Takata executives knew about problems with the company's airbags for years but neglected to inform automakers about them, according to an indictment unsealed late last week.
The Associated Press reports that three longtime executives at the Japanese auto parts manufacturer — including at its U.S. headquarters near Detroit — were each indicted by a Michigan grand jury last month on five counts of wire fraud and one count of conspiracy to commit wire fraud.
The charges stemmed from funds transferred between 2012 and 2015 — when Shinichi Tanaka, Hideo Nakajima and Tsuneo Chikaraishi stopped working at Takata — but the indictment alleged that the trio knew as early as 2000 that Takata airbag inflators failed tests and did not meet performance standards.
The executives allegedly used "false and fraudulent reports and other information that concealed the true condition of the inflators" from automakers.

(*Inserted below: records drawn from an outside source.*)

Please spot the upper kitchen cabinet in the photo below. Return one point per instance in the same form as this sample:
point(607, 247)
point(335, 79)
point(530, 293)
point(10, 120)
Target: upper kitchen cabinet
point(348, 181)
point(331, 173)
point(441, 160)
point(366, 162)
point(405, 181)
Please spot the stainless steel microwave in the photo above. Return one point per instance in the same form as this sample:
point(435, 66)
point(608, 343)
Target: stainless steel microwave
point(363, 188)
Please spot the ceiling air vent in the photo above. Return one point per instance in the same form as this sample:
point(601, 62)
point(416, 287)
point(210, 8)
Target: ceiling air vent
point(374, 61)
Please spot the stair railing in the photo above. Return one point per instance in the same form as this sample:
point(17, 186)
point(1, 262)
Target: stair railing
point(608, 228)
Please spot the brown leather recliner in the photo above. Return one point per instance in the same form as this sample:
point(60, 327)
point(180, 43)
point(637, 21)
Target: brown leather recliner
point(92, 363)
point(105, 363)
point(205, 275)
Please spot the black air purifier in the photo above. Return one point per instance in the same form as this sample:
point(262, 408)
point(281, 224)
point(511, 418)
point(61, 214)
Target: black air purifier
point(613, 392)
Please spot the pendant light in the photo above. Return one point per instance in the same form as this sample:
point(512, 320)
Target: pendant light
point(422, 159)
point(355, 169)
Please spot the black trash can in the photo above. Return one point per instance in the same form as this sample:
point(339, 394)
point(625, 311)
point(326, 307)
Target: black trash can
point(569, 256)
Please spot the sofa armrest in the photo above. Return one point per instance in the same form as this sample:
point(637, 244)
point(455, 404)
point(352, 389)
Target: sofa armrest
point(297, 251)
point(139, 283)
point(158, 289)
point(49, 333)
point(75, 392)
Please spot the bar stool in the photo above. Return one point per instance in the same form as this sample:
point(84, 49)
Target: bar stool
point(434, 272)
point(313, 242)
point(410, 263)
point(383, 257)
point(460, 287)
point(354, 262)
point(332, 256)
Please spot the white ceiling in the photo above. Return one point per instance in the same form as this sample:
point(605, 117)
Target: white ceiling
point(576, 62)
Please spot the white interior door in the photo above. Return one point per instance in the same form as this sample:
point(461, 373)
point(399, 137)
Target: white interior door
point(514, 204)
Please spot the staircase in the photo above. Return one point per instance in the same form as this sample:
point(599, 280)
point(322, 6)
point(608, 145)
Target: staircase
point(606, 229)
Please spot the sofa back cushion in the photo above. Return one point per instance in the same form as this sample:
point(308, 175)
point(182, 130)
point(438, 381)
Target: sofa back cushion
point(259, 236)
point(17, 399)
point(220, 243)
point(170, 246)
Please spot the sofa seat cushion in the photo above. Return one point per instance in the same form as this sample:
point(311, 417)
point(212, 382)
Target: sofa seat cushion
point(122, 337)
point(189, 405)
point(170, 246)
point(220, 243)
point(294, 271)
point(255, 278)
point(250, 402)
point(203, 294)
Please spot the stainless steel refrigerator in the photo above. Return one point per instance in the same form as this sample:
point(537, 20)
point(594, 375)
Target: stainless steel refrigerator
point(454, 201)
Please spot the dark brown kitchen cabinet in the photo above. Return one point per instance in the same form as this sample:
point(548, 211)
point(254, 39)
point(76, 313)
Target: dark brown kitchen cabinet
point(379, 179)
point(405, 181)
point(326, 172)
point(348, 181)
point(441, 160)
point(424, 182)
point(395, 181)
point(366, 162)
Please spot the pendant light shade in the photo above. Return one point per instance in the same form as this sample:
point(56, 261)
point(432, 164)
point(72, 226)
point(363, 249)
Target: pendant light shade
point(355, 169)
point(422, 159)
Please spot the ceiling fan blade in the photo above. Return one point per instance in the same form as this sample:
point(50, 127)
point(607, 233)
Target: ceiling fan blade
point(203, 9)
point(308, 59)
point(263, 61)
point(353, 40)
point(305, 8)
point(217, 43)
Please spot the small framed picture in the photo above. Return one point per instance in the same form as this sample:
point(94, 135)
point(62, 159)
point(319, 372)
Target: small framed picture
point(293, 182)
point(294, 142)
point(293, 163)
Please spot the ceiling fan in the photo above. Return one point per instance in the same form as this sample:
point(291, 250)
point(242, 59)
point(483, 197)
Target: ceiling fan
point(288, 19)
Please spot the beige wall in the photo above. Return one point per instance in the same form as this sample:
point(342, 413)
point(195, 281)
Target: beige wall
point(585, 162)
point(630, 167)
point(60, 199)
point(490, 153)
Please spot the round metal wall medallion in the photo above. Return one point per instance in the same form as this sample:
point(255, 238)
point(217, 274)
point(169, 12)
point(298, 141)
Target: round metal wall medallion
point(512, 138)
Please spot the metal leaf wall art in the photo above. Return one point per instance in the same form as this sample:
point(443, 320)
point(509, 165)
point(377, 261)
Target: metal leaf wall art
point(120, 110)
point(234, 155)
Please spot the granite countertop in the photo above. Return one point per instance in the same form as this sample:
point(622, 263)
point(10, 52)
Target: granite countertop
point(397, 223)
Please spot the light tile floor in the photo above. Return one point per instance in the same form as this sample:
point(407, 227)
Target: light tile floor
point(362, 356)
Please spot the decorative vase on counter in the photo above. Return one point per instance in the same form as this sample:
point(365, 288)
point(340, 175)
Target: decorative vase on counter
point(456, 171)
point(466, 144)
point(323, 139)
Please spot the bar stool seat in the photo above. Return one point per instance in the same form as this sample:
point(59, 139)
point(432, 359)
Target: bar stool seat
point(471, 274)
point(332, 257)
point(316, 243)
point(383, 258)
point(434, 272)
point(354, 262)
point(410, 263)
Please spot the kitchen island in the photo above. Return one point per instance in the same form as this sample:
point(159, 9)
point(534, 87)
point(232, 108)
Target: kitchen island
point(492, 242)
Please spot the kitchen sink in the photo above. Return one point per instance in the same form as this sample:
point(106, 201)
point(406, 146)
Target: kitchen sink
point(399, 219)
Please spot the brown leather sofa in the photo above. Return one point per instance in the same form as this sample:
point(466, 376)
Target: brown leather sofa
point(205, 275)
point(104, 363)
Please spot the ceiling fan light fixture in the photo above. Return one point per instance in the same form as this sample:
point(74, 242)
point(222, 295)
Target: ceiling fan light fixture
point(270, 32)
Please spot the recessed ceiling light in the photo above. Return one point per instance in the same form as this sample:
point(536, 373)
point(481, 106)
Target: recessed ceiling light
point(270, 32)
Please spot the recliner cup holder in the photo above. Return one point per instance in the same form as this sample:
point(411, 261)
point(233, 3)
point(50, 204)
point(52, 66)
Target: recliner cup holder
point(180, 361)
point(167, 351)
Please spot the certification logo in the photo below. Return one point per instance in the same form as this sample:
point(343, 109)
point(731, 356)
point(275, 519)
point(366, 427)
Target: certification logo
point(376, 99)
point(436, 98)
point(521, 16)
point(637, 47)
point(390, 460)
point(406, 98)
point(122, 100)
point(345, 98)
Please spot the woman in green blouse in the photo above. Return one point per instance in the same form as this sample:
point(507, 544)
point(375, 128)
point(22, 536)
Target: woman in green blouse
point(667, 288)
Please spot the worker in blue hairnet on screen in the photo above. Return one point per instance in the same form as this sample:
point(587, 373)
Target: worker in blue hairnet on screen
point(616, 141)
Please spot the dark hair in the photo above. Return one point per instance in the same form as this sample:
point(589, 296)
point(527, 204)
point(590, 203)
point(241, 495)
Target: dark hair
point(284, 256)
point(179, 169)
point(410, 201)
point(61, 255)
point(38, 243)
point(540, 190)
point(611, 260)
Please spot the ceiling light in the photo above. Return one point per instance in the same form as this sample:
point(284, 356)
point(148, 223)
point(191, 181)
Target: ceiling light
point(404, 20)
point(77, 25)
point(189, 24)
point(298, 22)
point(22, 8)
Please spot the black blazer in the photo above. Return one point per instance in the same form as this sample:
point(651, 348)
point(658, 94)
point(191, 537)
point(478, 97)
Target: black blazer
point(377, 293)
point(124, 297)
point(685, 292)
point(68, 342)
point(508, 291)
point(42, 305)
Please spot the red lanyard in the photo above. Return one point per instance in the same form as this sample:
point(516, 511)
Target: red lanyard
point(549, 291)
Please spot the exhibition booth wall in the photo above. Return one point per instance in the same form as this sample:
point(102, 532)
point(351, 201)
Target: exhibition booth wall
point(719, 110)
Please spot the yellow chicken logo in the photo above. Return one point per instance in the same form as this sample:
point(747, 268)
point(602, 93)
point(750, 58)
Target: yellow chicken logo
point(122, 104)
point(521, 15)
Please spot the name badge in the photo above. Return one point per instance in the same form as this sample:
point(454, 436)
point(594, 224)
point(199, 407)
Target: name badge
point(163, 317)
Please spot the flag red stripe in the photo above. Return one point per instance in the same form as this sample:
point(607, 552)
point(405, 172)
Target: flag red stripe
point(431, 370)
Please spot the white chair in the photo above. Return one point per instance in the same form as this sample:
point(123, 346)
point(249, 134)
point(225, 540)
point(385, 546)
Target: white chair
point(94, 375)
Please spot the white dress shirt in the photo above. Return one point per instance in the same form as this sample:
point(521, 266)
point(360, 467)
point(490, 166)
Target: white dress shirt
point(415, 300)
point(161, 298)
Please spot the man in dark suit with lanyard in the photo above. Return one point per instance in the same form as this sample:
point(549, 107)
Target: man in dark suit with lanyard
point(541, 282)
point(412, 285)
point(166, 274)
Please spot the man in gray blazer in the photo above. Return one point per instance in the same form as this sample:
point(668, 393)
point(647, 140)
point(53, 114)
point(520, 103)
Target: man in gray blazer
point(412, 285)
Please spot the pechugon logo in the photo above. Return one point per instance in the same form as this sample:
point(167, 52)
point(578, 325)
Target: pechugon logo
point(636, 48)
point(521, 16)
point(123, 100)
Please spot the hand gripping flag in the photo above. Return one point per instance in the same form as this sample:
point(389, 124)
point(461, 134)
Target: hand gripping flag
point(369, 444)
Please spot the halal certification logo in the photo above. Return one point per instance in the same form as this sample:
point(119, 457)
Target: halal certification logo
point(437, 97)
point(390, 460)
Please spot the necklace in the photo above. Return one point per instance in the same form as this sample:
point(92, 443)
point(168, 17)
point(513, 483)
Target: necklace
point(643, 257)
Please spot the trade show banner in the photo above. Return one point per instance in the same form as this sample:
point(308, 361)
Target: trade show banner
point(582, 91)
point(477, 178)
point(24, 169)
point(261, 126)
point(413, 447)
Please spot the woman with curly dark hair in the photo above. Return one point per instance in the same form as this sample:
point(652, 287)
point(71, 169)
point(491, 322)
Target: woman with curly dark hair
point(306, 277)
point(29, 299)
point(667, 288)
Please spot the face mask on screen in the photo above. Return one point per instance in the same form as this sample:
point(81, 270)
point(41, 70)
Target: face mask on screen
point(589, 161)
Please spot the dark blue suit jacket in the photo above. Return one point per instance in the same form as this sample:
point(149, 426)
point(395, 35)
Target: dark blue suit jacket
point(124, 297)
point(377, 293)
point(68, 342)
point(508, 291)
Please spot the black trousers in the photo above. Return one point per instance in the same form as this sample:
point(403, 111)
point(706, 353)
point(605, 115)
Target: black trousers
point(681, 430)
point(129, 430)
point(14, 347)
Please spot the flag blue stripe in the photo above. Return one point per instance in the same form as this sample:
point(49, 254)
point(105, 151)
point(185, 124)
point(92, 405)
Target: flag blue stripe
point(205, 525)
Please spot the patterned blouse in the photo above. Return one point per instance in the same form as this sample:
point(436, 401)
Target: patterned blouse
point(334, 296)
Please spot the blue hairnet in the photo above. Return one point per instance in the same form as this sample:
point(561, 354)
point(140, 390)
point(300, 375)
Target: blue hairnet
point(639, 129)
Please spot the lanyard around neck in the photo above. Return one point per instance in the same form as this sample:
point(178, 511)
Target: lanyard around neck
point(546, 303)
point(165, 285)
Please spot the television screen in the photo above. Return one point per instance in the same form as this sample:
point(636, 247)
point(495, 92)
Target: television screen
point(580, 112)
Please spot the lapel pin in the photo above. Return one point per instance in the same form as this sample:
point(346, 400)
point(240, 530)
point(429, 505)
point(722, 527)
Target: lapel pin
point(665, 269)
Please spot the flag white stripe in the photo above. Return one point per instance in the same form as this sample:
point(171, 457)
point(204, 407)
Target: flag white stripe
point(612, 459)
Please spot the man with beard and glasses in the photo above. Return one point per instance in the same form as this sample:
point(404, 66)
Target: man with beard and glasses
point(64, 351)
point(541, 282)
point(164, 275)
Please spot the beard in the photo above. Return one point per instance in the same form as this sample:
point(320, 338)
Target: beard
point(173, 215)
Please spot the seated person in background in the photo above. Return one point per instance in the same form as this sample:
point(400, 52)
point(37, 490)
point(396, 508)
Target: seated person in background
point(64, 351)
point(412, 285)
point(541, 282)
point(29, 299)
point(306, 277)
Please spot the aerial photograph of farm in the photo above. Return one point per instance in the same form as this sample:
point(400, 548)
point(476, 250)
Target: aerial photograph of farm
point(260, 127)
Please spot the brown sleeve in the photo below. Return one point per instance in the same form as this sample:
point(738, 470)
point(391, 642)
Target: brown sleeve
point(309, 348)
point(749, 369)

"Defendants commonly referred to the removal or alteration of unfavorable test data that was to be provided to Takata customers as 'XX-ing' the data," the indictment indicated, according to the AP.
The document also indicated that Tanaka and Nakajima, in separate 2005 emails, each wrote that they "had no choice" but to alter testing data.
Takata is already subject to the largest automotive industry recall in U.S. history after investigators found that the propellant in its inflators could degrade and explode. The defect is reportedly blamed for at least 16 deaths in the U.S.
The embattled company recently agreed to settle a criminal investigation, which would include pleading guilty to a criminal charge and a $1 billion penalty, Bloomberg reported.